Simultaneous selection for mean performance and stability

The WAASY index (Olivoto, Lúcio, Da silva, Sari, et al. 2019) is used for genotype ranking considering both the stability (WAAS) and mean performance based on the following model:

\[ WAASY{_i} = \frac{{\left( {r{G_i} \times {\theta _Y}} \right) + \left( {r{W_i} \times {\theta _S}} \right)}}{{{\theta _Y} + {\theta _S}}} \]

where \(WAASY_i\) is the superiority index for the i-th genotype that weights between performance and stability; \(rG_i\) and \(rW_i\) are the rescaled values (0-100) for GY and WAASB, respectively; \(\theta _Y\) and \(\theta_S\) are the weights for GY and WAASB, respectively.

This index was also already computed and stored into AMMI_model>GY>model. An intuitively plot may be obtained by running

i <- plot_waasby(waas_index)
j <- plot_waasby(waas_index,
                 col.shape = c("gray20", "gray80"),
                 plot_theme = theme_metan(grid = "x"))
arrange_ggplot(i, j, tag_levels = list(c("i", "j")))

The values of WAASY in the plot above were computed considering equal weights for mean performance and stability. Different weights may be assigned using the wresp argument of the waas() function.

Weighting the stability and mean performance

After fitting a model with the functions waas() or waasb() it is possible to compute the superiority indexes WAASY or WAASBY in different scenarios of weights for stability and mean performance. The number of scenarios is defined by the arguments increment. By default, twenty-one different scenarios are computed. In this case, the the superiority index is computed considering the following weights: stability (waasb or waas) = 100; mean performance = 0. In other words, only stability is considered for genotype ranking. In the next iteration, the weights becomes 95/5 (since increment = 5). In the third scenario, the weights become 90/10, and so on up to these weights become 0/100. In the last iteration, the genotype ranking for WAASY or WAASBY matches perfectly with the ranks of the response variable.

WAASratio <- wsmp(waas_index)

Printing the model outputs

The genotype ranking for each scenario of WAASY/GY weight ratio is shown bellow

print_table(WAASratio$GY$hetcomb)

In addition, the genotype ranking depending on the number of multiplicative terms used to estimate the WAAS index is also computed.

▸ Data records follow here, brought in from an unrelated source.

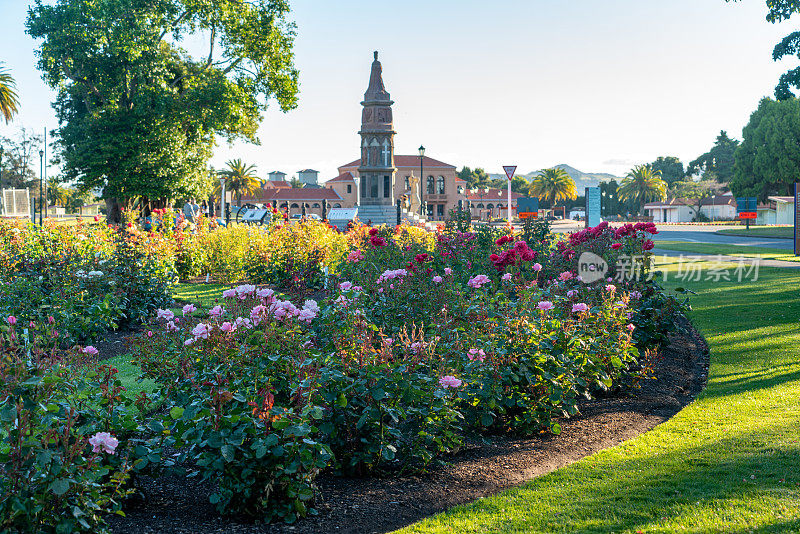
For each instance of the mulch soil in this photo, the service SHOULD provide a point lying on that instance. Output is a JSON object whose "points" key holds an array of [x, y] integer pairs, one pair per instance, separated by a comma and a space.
{"points": [[484, 467]]}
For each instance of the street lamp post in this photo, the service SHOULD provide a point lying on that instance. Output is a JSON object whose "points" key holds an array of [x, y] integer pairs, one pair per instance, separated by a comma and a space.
{"points": [[41, 187], [222, 198], [421, 179]]}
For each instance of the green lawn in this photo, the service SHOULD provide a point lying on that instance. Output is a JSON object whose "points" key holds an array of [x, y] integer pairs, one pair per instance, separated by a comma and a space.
{"points": [[729, 462], [731, 250], [785, 232]]}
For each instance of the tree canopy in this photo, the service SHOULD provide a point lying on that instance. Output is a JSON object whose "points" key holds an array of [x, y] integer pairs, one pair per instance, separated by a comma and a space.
{"points": [[553, 185], [9, 100], [778, 11], [138, 114], [642, 184], [670, 167], [768, 160], [718, 162]]}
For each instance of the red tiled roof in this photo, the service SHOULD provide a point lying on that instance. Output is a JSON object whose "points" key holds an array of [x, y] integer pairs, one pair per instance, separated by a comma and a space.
{"points": [[310, 193], [410, 161], [344, 177], [278, 184], [719, 200], [493, 194]]}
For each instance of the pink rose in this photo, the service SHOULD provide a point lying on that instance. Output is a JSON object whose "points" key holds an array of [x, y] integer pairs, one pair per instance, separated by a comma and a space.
{"points": [[449, 382], [103, 442]]}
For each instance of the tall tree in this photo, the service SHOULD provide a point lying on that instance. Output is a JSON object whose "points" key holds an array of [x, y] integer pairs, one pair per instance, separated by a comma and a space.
{"points": [[641, 185], [138, 115], [718, 161], [778, 11], [19, 164], [240, 179], [671, 168], [768, 160], [553, 185], [9, 100]]}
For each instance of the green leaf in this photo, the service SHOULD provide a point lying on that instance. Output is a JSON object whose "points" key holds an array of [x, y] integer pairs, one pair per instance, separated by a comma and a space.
{"points": [[60, 486], [228, 452]]}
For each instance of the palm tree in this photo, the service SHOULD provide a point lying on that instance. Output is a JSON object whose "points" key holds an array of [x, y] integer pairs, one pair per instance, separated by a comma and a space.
{"points": [[240, 178], [553, 185], [8, 95], [641, 184]]}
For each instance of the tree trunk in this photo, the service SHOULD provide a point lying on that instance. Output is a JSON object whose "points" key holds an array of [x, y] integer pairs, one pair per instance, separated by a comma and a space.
{"points": [[113, 211]]}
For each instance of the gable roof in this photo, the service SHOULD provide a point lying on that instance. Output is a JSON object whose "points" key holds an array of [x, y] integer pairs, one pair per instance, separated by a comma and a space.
{"points": [[344, 177], [409, 161]]}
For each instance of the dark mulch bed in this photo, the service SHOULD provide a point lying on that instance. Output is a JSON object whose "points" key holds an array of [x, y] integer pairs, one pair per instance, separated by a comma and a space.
{"points": [[178, 505]]}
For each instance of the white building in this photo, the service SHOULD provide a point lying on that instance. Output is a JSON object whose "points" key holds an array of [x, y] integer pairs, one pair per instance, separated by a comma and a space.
{"points": [[716, 208]]}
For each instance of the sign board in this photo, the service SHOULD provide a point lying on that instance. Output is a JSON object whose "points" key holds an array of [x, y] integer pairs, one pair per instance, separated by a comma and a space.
{"points": [[592, 196], [527, 208], [746, 205], [796, 218]]}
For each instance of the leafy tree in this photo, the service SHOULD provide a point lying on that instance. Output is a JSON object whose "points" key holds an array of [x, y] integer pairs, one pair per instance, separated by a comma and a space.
{"points": [[768, 160], [57, 195], [240, 179], [138, 115], [552, 186], [20, 158], [671, 168], [718, 161], [694, 194], [9, 100], [778, 11], [642, 184]]}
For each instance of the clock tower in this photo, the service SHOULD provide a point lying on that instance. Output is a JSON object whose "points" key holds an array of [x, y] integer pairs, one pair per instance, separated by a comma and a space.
{"points": [[376, 170]]}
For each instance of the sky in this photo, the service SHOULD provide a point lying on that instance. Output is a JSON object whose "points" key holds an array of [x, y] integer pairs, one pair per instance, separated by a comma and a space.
{"points": [[600, 85]]}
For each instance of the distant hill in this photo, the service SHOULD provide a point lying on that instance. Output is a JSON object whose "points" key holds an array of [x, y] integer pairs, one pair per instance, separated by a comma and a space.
{"points": [[582, 179]]}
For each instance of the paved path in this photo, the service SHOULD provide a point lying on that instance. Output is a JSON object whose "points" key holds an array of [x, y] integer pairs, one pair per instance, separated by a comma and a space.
{"points": [[714, 258]]}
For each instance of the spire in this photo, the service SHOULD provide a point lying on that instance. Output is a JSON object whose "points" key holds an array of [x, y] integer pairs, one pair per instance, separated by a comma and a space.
{"points": [[376, 92]]}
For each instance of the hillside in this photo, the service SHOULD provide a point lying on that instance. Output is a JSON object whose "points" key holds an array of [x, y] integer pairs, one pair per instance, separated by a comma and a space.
{"points": [[582, 179]]}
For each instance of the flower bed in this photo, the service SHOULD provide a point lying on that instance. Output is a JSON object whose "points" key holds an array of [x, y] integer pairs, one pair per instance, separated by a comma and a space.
{"points": [[424, 339]]}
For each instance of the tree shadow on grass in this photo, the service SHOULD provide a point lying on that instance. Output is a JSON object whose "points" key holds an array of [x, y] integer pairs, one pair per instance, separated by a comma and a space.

print_table(WAASratio$GY$hetdata)

Plotting the heat map graphics

The first type of heatmap shows the genotype ranking depending on the number of principal component axes used for estimating the WAASB index. An euclidean distance-based dendrogram is used for grouping the genotype ranking for both genotypes and principal component axes. The second type of heatmap shows the genotype ranking depending on the WAASB/GY ratio. The ranks obtained with a ratio of 100/0 considers exclusively the stability for genotype ranking. On the other hand, a ratio of 0/100 considers exclusively the productivity for genotype ranking.

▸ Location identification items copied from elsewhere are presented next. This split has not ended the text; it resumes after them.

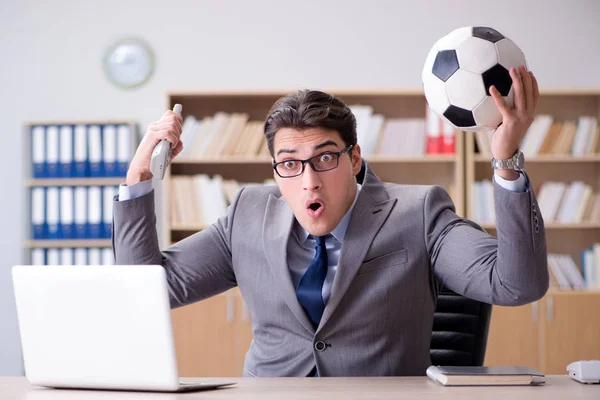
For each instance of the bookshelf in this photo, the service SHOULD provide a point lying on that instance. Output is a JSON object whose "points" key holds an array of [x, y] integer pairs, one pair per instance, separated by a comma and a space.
{"points": [[562, 237], [563, 326], [444, 169], [527, 335], [62, 157], [226, 313]]}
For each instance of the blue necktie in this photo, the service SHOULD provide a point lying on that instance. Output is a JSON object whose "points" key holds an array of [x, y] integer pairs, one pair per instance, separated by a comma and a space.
{"points": [[310, 288]]}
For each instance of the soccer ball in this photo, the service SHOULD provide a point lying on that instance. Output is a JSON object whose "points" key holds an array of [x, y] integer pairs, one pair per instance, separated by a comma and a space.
{"points": [[458, 73]]}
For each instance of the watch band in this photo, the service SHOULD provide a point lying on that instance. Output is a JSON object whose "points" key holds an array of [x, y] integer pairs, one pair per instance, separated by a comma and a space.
{"points": [[515, 162]]}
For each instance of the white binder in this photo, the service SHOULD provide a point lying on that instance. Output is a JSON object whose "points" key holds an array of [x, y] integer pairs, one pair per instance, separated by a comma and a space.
{"points": [[81, 231], [67, 256], [52, 212], [124, 148], [94, 256], [52, 142], [66, 151], [38, 256], [38, 213], [66, 212], [95, 150], [80, 254], [108, 194], [94, 211], [109, 141], [80, 152], [108, 257], [38, 151], [53, 256]]}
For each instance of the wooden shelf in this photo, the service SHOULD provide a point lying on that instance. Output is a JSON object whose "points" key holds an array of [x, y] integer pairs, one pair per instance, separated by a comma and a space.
{"points": [[81, 122], [31, 244], [548, 159], [267, 160], [104, 181], [556, 226], [188, 228], [572, 292]]}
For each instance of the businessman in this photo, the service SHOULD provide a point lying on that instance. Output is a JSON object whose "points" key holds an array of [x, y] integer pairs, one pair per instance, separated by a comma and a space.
{"points": [[340, 271]]}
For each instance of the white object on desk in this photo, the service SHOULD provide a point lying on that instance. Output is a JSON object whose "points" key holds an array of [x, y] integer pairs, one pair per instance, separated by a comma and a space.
{"points": [[98, 327], [585, 371]]}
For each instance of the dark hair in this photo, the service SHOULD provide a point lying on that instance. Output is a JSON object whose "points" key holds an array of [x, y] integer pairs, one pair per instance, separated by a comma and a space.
{"points": [[310, 109]]}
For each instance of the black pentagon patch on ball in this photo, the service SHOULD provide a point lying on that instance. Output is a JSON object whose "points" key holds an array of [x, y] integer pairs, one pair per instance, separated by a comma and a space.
{"points": [[459, 116], [499, 77], [486, 33], [445, 64]]}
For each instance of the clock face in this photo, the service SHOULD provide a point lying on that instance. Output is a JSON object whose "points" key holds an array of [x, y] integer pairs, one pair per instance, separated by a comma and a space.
{"points": [[129, 63]]}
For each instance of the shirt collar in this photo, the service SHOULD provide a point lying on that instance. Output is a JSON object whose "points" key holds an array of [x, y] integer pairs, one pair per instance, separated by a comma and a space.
{"points": [[340, 230]]}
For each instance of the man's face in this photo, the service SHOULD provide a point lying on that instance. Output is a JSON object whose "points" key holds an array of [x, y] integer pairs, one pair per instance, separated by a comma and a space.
{"points": [[319, 200]]}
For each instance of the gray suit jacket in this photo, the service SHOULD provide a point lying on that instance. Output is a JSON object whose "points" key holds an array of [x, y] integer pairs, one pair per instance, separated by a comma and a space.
{"points": [[402, 243]]}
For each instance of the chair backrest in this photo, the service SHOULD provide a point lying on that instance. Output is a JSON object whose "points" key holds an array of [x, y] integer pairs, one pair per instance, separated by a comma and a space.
{"points": [[460, 330]]}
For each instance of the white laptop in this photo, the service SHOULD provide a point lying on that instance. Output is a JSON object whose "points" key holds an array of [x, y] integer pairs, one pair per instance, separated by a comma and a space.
{"points": [[98, 327]]}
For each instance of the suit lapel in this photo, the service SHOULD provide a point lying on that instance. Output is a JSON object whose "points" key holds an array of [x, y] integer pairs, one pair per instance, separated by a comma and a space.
{"points": [[370, 212], [277, 228]]}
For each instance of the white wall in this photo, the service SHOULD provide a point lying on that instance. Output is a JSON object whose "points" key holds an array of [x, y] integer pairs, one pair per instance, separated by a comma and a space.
{"points": [[51, 54]]}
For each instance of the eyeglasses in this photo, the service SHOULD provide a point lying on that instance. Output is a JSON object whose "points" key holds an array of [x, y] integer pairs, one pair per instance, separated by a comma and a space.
{"points": [[319, 163]]}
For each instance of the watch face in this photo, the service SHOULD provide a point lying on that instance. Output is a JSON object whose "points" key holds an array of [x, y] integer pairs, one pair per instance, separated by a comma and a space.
{"points": [[520, 160], [129, 63]]}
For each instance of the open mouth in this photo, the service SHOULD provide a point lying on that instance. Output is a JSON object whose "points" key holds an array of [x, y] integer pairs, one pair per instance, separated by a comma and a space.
{"points": [[315, 208]]}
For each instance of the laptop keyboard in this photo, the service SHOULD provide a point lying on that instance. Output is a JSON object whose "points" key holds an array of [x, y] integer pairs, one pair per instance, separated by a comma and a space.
{"points": [[188, 383]]}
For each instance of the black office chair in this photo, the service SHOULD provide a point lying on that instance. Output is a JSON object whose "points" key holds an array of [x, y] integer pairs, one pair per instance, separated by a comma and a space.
{"points": [[460, 330]]}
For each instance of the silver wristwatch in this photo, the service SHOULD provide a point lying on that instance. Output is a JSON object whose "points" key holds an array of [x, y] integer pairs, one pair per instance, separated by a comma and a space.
{"points": [[516, 162]]}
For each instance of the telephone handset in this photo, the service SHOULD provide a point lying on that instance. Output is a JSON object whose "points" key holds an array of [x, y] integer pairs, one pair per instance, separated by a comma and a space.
{"points": [[161, 156]]}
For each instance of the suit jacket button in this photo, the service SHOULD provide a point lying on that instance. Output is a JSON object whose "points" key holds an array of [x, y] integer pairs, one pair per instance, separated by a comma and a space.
{"points": [[320, 345]]}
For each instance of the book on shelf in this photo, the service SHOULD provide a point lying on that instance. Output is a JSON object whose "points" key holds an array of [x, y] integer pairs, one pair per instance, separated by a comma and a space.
{"points": [[559, 202], [71, 212], [547, 136], [234, 134], [72, 256], [81, 150], [590, 261], [198, 201], [67, 211]]}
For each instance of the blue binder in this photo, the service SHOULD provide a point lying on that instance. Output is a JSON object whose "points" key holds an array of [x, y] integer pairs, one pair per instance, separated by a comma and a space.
{"points": [[80, 152], [95, 151], [94, 212], [38, 213], [52, 152], [67, 209], [109, 150], [38, 152], [53, 212], [80, 217], [66, 152]]}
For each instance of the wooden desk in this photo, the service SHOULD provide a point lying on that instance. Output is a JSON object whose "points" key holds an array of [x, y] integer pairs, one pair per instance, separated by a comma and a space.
{"points": [[556, 387]]}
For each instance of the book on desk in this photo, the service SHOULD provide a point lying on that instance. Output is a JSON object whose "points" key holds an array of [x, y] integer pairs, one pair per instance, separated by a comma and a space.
{"points": [[484, 376]]}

Ranks of genotypes depending on the number of PCA used to estimate the WAAS


plot(WAASratio, type = 1)

Ranks of genotypes depending on the WAAS/GY ratio


plot(WAASratio, type = 2)

Getting model data

The function get_model_data() may be used to easily get the data from a model fitted with the function waas(), especially when more than one variables are used. Select helpers can be used in the argument resp. See the example below.

waas_index_all <-
waas(data_ge2, ENV, GEN, REP,
     resp = everything()) %>%
 get_model_data(what = "WAASB")
print_table(waas_index_all)

Other AMMI-based stability indexes

The following AMMI-based stability indexes may be computed using the function AMMI_indexes():

\[ ASV = \sqrt {{{\left[ {\frac{{IPCA{1_{ss}}}}{{IPCA{2_{ss}}}} \times \left( {IPCA{1_{score}}} \right)} \right]}^2} + {{\left( {IPCA{2_{score}}} \right)}^2}} \]

  • Sums of the absolute value of the IPCA scores

\[ SIP{C_i} = \sum\nolimits_{k = 1}^P {\left| {\mathop {\lambda }\nolimits_k^{0.5} {a_{ik}}} \right|} \]

  • Averages of the squared eigenvector values

\[ E{V_i} = \sum\nolimits_{k = 1}^P {\mathop a\nolimits_{ik}^2 } /P \] described by Sneller, Kilgore-Norquest, and Dombek (1997), where P is the number of IPCA retained via F-tests;

  • absolute value of the relative contribution of IPCAs to the interaction (Zali et al. 2012).

\[ Z{a_i} = \sum\nolimits_{k = 1}^P {{\theta _k}{a_{ik}}} \]

where \({\theta _k}\) is the percentage sum of squares explained by the k-th IPCA. Simultaneous selection indexes (ssi), are computed by summation of the ranks of the ASV, SIPC, EV and Za indexes and the ranks of the mean yields (Farshadfar 2008), which results in ssiASV, ssiSIPC, ssiEV, and ssiZa, respectively.

The AMMI_index() function has two arguments. The first (x) is the model, which must be an object of the class waas or performs_ammi. The second, (order.y) is the order for ranking the response variable. By default, it is set to NULL, which means that the response variable is ordered in descending order. If x is a list with more than one variable, order.y must be a vector of the same length of x. Each element of the vector must be one of the “h” or “l”. If “h” is used, the response variable will be ordered from maximum to minimum. If “l” is used then the response variable will be ordered from minimum to maximum. We will use the previously fitted model AMMI_model to compute the AMMI-based stability indexes.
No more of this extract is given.